Event patterns (emit / @EventPattern) are fire-and-forget. The publisher emits an event and does not wait. Use these for side effects - sending emails, logging activity, updating search indexes.
// Request-response (gateway waits for user data)
const user = await firstValueFrom(
this.client.send({ cmd: 'user.create' }, data),
);
// Event (gateway doesn't wait for email to be sent)
this.client.emit('user.registered', { userId: user.id });
// Event handler in notification service
@EventPattern('user.registered')
async onUserRegistered(@Payload() data: UserRegisteredEvent) {
await this.emailService.sendWelcome(data.userId);
await this.pushService.subscribeToUpdates(data.userId);
}Error Handling
RPC exceptions are the way to propagate errors from a microservice back to the gateway.
// Throwing in the microservice
@MessagePattern({ cmd: 'user.findById' })
async findUser(@Payload() id: string) {
const user = await this.usersService.findById(id);
if (!user) {
throw new RpcException({
statusCode: 404,
message: 'User not found',
});
}
return user;
}
// Catching in the gateway controller
@Get(':id')
async findOne(@Param('id') id: string) {
try {
return await firstValueFrom(
this.userClient.send({ cmd: 'user.findById' }, id),
);
} catch (err) {
const error = err.error ?? err;
throw new HttpException(
error.message ?? 'Internal error',
error.statusCode ?? 500,
);
}
}Dead Letter Queues
A dead letter queue (DLQ) captures messages that failed to process after N retries.

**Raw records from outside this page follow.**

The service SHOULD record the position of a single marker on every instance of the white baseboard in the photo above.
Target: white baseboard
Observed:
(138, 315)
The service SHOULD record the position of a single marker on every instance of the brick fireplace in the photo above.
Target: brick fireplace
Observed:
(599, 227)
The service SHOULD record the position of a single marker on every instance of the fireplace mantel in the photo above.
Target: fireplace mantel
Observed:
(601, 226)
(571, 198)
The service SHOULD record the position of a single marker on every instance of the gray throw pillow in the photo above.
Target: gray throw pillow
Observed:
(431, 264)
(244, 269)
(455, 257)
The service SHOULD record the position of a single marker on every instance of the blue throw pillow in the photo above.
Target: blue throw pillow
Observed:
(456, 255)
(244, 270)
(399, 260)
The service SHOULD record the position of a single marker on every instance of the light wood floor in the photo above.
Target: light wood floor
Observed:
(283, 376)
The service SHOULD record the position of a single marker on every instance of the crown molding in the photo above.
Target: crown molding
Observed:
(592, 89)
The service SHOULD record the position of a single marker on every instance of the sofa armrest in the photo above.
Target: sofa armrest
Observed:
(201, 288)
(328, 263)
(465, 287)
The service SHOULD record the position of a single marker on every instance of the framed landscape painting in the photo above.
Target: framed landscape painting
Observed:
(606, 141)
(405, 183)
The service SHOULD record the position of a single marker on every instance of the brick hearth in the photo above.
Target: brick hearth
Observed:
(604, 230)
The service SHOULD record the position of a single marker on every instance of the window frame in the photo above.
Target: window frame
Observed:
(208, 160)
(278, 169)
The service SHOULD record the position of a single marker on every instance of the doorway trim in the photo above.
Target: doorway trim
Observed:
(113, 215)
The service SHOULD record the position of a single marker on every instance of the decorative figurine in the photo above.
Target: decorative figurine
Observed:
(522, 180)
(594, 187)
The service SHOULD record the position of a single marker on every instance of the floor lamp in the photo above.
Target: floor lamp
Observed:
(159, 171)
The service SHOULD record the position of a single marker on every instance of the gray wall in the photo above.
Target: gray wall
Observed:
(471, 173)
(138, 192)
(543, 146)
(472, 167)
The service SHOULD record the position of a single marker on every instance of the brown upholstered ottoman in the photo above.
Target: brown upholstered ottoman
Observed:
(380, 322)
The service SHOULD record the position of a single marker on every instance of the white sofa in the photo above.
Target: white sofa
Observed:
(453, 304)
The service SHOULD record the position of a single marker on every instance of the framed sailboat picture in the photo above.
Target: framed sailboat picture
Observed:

Essential for production - without a DLQ, failed messages are silently dropped or cause infinite retry loops.
// Queue with DLQ configuration
queueOptions: {
durable: true,
arguments: {
// Route failed messages to a dead letter exchange
'x-dead-letter-exchange': 'dlx',
'x-dead-letter-routing-key': 'dead_letters',
// Optional: auto-retry after 30s by setting TTL on the DLQ
'x-message-ttl': 30000,
// Limit queue size to prevent memory issues
'x-max-length': 10000,
},
}Monitor your DLQ queue depth. Messages accumulating there mean a consumer is broken or a downstream dependency (database, email service) is down.
Health Checks
Each microservice should expose a health endpoint for your orchestration layer (Kubernetes, ECS) to probe:
// user-service/src/health/health.controller.ts
@Controller('health')
export class HealthController {
constructor(
private health: HealthCheckService,
@InjectConnection() private connection: Connection,
) {}
@Get()
@HealthCheck()
check() {
return this.health.check([
async () => {
const state = this.connection.readyState;
return state === 1
? { mongodb: { status: 'up' } }
: Promise.reject(new Error('MongoDB disconnected'));
},
]);
}
}Production Tips
- Always use durable queues - messages survive RabbitMQ restarts without durable queues, you lose them on redeploy.
- Set
noAck: falseand acknowledge messages manually - this prevents message loss if your consumer crashes mid-processing. - Set prefetchCount - prevents one slow consumer from hogging all messages. Start with 1 and tune up.
- Use separate exchanges for different domains instead of routing everything through one queue.
- Monitor queue depth - growing queues signal a consumer bottleneck or downstream outage.
- Implement a retry strategy with exponential backoff using the DLQ + TTL pattern above.